Monday, November 30, 2009

Flying

If I was a contestant on Family Feud, and Richard Dawson had just kissed all of the female members of my extended family, and the next category on the board came up, and it was Why People Listen to Music, well, my top answer would probably be, To Relax, or To Feel Good. But if I was answering for myself, rather than trying to predict the tastes of the hoi polloi, I might go with something a little more subtle - such as, to be carried away from the immediate present, and, often, into the past.

For isn't that part of the reason that 97.9, or WBJC, or whatever's in your CD player right now, appeals? Turn it on, turn it up, and you're suddenly somewhere else - either in an abstract sense, as you ride a wave of Bollywood polyphony, or in a nostalgic sense, as you listen to that old Chris De Burgh song that you loved when you were 13.

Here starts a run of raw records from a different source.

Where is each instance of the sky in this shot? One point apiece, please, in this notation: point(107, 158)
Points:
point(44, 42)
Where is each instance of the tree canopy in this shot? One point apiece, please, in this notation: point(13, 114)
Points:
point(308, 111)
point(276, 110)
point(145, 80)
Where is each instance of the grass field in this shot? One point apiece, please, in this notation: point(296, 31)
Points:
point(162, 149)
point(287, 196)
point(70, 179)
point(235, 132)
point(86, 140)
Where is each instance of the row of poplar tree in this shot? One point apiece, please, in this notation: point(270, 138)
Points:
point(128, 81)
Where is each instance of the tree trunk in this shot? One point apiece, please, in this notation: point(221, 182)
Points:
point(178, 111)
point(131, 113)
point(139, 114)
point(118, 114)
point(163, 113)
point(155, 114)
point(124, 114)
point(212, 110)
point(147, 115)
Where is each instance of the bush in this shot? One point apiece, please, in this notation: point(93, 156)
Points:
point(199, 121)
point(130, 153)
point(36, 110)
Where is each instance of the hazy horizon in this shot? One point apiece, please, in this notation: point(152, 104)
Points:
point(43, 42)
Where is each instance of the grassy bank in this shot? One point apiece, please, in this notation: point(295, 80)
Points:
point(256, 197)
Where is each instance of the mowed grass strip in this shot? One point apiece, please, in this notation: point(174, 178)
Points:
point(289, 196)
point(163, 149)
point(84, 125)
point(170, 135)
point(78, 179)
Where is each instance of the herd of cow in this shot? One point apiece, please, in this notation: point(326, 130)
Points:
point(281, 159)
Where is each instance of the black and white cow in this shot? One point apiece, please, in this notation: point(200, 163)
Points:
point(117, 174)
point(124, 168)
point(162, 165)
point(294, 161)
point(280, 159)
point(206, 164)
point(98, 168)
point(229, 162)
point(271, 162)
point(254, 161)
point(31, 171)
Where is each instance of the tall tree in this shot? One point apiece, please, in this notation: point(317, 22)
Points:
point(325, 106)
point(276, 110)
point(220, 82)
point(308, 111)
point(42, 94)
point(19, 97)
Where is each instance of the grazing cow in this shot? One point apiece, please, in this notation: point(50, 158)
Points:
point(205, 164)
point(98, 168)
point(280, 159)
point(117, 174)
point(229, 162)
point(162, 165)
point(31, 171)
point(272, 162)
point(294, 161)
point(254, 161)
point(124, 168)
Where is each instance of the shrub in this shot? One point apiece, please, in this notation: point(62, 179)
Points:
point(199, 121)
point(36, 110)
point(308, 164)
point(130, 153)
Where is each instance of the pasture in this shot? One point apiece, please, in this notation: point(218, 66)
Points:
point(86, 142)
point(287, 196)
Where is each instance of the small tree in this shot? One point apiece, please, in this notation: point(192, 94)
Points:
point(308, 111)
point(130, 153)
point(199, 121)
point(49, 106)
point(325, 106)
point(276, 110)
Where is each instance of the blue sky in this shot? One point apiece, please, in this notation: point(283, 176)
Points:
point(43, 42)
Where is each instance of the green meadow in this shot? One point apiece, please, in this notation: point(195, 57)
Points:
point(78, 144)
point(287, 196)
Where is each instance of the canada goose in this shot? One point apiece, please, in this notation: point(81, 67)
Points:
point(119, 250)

But of course music's not the only tool that allows us to travel in such lovely vicarious ways. I'll resist the temptation to point out that you're doing something similar in simply reading this, but you can probably think of other analogies, as well. Really, such options are all around us. Just last week, for instance, Cleo and I peered down into the Jones Falls and saw a small group of male hooded mergansers (see the picture above). They were simply preening, and floating, but their very presence in Baltimore in late November suggested migrations and flights south. And then, too, I drove Cleo out to the airport recently on a rainy late morning, as we simply looked for an interesting place to walk, and to learn. But once in an airport, even as a mere pedestrian, who can resist looking at the large tables of outbound flights, and thinking, That could be me, on the flight to Miami.

I chatted briefly with the server at Starbucks this morning, and she mentioned that the turn in the weather had her thinking about going south. Where would you go? I asked. Somewhere, she said, south of the equator.

A fair answer, to be sure - but in small ways, isn't she already there?